TIJUANA (Border Report) — After weeks of planning and debate over the opening of a shelter primarily for Venezuelan migrants, the facility has finally opened in Tijuana.
“We’re ready,” said Enrique Lucero, head of the migrant affairs office in Tijuana.
Late Tuesday afternoon, the shelter welcomed its first 10 migrants, all of whom had been expelled from the United States.
The group was made up of men, women and children.
“They are going to have all the services they need,” said Lucero. “They’ll have food, health care, psychological assistance and legal help.”
Lucero said the shelter will have room for 300 people.
He stated that the local, state and Mexican federal officials have partnered to open the shelter, something that was in doubt just a few days ago.
“We have not seen the number of expelled Venezuelans that we were expecting, and so far, the shelters throughout the city had been housing all the migrants,” Lucero said.
But Lucero told Border Report they were informed more migrants are on the way and the city decided to finally open the shelter, which is located on the grounds of a sports complex.
“Migrants will also have a chance to gather their thoughts and plan out their next move, whether they want to remain in Tijuana, go back home or continue to seek asylum in the United States,” said Lucero.
“They’ll be able to stay for a month, longer if they choose to, we will also evaluate at that point to see if it’s feasible to keep the shelter going,” he said.
Lucero estimated that right now, there are at least 3,000 migrants in the city of Tijuana.
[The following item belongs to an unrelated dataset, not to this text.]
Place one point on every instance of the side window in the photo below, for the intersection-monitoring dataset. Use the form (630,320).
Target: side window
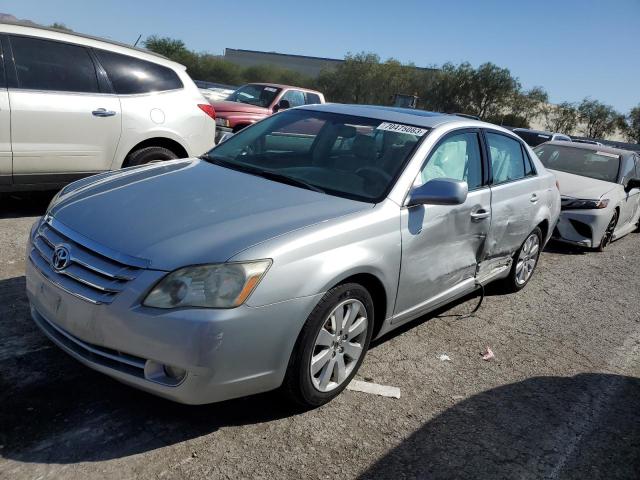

He said most are from Mexico and Central America.
Lucero added that almost 1,000 Venezuelans have been expelled from San Diego into Tijuana, but most have left for Mexico City where they can formally apply for asylum.
The Department of Homeland Security has said it will allow 24,000 Venezuelans a chance to enter the U.S. but only if they meet certain criteria and they apply online or in Mexico’s capitol.